First, an explanation of what a PET scan is and does. PET is an acronym for positive emission tomography, and, as defined by Wikipedia:
“Positron emission tomography (PET) is a nuclear medicine imaging technique that produces a three-dimensional image or picture of functional processes in the body. The system detects pairs of gamma rays emitted indirectly by a positron-emittingradionuclide (tracer), which is introduced into the body on a biologically active molecule. Three-dimensional images of tracer concentration within the body are then constructed by computer analysis.”
My PET scan before I started the trial was somewhat ‘hot’, meaning my lungs showed an ‘avidity’ (uptake of) the FDG-PET (
The histology of my lung cancer is BAC, which generally shows only mild FDG avidity.
So what is going on here? There are several possible answers. A PET scan essentially measures metabolic activity, the theory being that a highly metabolic area shows a greater avidity (or eagerness) for glucose. Neoplasms tend to be highly metabolic. However, several sources of inflammation could also produce these ‘hot’ spots. Perhaps I have an unresolved pneumonia which is showing partial resistance to the levaquin. I did feel much better when I was taking the antibiotics.
It may be that my cancer itself has ‘heated up’ or become more metabolic and therefore more aggressive, potentially transitioning away from pure BAC to a histology more in line with adenocarcinoma. Or, despite the early promise, LDK378 may be working, but potentially not as well as we’d hoped.
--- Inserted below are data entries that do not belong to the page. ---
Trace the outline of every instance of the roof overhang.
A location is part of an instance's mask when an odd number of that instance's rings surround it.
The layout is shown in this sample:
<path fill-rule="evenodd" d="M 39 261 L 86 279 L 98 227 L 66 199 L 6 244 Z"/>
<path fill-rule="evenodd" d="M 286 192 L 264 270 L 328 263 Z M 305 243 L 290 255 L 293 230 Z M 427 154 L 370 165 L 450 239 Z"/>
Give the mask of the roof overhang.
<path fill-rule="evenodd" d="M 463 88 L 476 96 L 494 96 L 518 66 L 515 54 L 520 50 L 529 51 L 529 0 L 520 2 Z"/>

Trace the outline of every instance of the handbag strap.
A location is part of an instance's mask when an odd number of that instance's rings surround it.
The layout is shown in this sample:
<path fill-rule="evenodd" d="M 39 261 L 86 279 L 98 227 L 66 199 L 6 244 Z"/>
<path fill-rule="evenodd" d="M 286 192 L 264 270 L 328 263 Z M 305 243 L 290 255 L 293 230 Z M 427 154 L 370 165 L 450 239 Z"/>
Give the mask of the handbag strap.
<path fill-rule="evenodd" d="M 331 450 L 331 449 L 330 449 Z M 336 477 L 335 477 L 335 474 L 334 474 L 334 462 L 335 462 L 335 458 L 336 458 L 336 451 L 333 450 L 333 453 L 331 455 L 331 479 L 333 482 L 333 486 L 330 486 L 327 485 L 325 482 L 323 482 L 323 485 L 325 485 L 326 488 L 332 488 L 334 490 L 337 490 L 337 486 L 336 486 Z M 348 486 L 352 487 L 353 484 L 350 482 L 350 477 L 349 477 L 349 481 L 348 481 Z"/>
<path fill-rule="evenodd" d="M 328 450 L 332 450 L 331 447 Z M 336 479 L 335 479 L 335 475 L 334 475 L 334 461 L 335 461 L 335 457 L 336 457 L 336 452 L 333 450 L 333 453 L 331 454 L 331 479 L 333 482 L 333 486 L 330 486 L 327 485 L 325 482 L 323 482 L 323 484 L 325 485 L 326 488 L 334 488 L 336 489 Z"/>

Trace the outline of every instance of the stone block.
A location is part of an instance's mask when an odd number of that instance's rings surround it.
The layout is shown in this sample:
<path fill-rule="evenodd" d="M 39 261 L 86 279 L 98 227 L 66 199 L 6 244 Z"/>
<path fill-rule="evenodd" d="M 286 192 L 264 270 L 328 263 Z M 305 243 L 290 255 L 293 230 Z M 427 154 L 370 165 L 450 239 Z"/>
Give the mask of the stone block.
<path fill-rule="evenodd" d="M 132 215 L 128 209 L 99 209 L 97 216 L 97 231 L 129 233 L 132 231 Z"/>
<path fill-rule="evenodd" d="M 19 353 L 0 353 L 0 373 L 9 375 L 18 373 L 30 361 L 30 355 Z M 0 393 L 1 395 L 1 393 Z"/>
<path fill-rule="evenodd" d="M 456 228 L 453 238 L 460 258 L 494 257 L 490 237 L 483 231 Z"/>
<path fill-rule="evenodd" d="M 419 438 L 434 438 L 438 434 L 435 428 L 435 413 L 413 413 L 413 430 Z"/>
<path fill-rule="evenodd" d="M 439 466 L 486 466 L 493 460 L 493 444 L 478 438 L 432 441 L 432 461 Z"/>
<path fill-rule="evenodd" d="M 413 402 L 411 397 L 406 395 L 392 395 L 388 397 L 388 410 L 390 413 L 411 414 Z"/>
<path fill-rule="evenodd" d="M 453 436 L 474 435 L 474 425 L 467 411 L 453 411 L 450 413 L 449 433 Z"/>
A passage from the archives of GRACE (an excellent online resource):
“Dr. West: In the metastatic setting for lung cancer specifically, clinical trials include CT scans to assess response or progression. Do you believe that the PET scan adds significantly to that or can we do as well with CT scans basically showing shrinkage or enlargement of known disease?
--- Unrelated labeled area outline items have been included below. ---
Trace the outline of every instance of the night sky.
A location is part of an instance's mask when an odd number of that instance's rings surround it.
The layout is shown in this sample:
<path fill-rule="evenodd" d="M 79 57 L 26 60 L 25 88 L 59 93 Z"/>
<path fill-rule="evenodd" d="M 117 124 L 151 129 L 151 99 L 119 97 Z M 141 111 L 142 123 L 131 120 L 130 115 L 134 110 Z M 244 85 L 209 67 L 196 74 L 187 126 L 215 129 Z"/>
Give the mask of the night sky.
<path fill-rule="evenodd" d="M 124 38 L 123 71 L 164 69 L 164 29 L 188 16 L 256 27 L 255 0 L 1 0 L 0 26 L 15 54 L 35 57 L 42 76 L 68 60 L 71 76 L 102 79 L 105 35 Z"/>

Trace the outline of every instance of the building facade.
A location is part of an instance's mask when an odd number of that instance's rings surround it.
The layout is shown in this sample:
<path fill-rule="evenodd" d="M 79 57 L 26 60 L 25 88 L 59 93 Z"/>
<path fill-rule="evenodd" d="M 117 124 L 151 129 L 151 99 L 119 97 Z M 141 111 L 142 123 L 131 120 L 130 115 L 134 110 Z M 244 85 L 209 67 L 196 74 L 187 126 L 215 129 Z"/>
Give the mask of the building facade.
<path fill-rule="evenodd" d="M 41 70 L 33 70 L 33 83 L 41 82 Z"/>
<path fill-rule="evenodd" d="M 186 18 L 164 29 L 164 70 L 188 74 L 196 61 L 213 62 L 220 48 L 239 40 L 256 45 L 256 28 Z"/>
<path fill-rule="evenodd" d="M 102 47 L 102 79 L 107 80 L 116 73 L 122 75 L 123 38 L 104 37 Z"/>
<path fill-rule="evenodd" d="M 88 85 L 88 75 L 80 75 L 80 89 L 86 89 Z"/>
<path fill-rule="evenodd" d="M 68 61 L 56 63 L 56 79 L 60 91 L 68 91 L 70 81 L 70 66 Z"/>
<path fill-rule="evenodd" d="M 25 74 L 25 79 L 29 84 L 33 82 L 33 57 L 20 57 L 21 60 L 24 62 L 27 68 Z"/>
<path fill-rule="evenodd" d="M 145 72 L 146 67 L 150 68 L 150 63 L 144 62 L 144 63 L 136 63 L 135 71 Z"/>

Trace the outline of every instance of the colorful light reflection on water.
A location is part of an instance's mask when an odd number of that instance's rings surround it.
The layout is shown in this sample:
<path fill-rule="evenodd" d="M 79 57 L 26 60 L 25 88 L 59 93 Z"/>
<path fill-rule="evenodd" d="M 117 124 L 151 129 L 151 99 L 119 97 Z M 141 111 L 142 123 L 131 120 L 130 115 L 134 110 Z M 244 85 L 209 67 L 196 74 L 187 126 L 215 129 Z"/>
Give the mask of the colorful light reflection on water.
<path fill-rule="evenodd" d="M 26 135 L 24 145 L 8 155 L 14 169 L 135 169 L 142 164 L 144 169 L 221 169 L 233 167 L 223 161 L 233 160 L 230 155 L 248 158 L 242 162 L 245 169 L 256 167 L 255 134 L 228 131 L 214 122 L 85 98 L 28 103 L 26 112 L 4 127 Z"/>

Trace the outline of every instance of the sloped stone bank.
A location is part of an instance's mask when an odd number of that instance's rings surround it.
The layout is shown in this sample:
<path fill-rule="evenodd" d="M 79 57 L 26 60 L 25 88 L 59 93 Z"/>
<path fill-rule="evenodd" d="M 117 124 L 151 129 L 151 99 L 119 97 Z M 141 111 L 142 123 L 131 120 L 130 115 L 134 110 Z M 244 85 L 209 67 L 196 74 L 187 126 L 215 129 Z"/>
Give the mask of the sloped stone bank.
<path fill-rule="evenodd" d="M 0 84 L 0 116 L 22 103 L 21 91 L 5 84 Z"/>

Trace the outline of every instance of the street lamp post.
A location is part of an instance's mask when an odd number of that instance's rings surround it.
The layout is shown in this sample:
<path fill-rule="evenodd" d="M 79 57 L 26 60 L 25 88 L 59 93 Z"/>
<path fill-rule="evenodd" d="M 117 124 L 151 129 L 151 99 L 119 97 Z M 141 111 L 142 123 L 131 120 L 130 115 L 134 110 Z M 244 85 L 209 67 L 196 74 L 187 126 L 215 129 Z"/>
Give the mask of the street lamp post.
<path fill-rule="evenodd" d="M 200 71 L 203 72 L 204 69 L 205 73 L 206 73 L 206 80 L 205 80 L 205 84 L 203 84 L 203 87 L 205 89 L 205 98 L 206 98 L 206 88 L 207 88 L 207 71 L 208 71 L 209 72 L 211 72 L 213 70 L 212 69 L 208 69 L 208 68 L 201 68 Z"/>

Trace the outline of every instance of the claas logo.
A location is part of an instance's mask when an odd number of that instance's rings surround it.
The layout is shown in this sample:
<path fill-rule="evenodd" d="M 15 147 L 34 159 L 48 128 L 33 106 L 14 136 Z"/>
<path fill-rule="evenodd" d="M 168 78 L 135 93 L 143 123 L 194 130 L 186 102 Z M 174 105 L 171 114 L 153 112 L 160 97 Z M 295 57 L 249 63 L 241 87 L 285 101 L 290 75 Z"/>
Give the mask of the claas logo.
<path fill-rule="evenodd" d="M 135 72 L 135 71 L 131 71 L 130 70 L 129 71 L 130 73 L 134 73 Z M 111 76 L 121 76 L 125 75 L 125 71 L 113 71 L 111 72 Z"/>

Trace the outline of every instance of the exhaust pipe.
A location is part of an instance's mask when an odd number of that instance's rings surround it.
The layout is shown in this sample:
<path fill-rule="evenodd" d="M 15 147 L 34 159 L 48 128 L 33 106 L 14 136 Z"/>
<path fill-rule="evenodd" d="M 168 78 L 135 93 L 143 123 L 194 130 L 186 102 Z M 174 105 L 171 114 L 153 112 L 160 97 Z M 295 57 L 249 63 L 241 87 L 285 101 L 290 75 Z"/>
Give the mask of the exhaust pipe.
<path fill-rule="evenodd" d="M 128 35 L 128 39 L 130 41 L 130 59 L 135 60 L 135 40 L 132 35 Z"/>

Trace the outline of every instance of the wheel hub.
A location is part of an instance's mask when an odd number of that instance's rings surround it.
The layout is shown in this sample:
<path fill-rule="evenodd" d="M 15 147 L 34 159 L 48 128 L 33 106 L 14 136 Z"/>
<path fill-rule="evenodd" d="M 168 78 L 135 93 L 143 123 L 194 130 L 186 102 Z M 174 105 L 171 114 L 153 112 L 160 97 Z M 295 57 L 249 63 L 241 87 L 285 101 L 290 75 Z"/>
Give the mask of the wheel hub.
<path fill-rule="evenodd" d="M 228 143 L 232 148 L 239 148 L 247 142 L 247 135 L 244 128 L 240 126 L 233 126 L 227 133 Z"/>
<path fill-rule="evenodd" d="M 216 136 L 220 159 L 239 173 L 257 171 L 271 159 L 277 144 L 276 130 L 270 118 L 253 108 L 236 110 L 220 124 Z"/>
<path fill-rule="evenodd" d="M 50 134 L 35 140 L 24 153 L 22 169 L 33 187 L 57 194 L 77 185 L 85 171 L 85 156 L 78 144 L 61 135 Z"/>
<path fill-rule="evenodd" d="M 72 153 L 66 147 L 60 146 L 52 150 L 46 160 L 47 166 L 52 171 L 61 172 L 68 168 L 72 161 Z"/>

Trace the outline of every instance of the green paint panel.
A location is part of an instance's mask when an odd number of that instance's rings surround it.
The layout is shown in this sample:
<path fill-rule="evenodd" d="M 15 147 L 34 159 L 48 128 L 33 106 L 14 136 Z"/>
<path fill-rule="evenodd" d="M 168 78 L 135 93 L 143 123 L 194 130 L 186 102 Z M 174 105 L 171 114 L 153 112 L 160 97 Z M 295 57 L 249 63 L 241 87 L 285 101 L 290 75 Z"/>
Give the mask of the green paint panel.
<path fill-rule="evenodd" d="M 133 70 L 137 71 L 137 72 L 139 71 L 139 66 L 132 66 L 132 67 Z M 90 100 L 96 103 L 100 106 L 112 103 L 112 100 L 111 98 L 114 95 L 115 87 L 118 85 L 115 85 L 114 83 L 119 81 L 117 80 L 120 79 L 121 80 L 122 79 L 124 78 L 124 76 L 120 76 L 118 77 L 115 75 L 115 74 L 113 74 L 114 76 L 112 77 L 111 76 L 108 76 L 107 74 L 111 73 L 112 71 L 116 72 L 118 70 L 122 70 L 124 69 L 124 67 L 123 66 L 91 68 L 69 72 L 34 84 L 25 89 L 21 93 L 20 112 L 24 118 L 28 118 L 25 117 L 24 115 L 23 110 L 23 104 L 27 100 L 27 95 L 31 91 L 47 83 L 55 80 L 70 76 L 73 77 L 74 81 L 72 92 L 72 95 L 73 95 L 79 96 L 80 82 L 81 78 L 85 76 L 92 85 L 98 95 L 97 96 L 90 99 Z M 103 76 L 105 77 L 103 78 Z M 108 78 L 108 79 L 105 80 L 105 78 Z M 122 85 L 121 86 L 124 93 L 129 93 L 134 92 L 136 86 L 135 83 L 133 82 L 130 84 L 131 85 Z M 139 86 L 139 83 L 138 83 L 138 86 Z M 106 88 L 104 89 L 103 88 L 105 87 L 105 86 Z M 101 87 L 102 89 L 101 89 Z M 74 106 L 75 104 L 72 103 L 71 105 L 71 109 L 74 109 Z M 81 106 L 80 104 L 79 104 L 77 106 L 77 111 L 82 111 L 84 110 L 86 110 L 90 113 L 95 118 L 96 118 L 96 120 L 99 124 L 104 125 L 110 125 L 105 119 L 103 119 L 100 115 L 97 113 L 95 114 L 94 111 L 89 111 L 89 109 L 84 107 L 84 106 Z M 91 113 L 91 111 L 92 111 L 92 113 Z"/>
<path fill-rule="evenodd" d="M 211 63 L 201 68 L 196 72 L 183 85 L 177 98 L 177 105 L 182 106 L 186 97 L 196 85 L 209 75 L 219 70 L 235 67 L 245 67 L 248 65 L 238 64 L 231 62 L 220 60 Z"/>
Dr. Djang: Definitely the PET scan has been proven to be more accurate in the setting of metastatic disease. I think what it comes down to is that if the treatment is working, if the chemotherapy, chemoradiation therapy is working, the first change that you’re going to see is a decrease in the metabolic activity of the tumor cells. That can only be measured with a PET scan and that change will come first. The CT can only measure response to therapy by looking at tumor size. That takes time. It takes time, at least some time for a tumor to grow or to shrink if the therapy is successful. If you have a car that has stopped running, the engine will become cool long before the body of the car starts to degrade. So in the same concept, the metastatic deposit will cool off on the PET scan before it shrinks.
Dr. West: So a PET scan may be especially valuable in getting some early feedback about whether your treatment is likely to be helpful or not?
Dr. Djang: Early and more accurate, yes.”
It has not been an easy time to stay hopeful. I have several friends who are struggling with their disease and I don’t know what the hell is going on with mine. Some weeks ago a post I had written for my online support group regarding battle fatigue was republished on e-patients.net. I concluded it on a strong note.
I started on levaquin again yesterday; just so that I can feel better. Tomorrow, after my labs, I’m heading to NYC for a few days with my dear W & C. Next Monday I am scheduled for a bronchoscopy. Not only will the surgeon ‘harvest’ some fluid for a culture, an enlarged lymph node might be biopsied. And then on Thursday I will have a chest CT scan, which is an anatomic versus metabolic view of my disease.
My desire to think positive is sometimes subjugated to my need to think possible; as in all possible outcomes. To prepare myself for whatever comes. But if you spend too much trying to see what lies ahead, you may miss the very moment.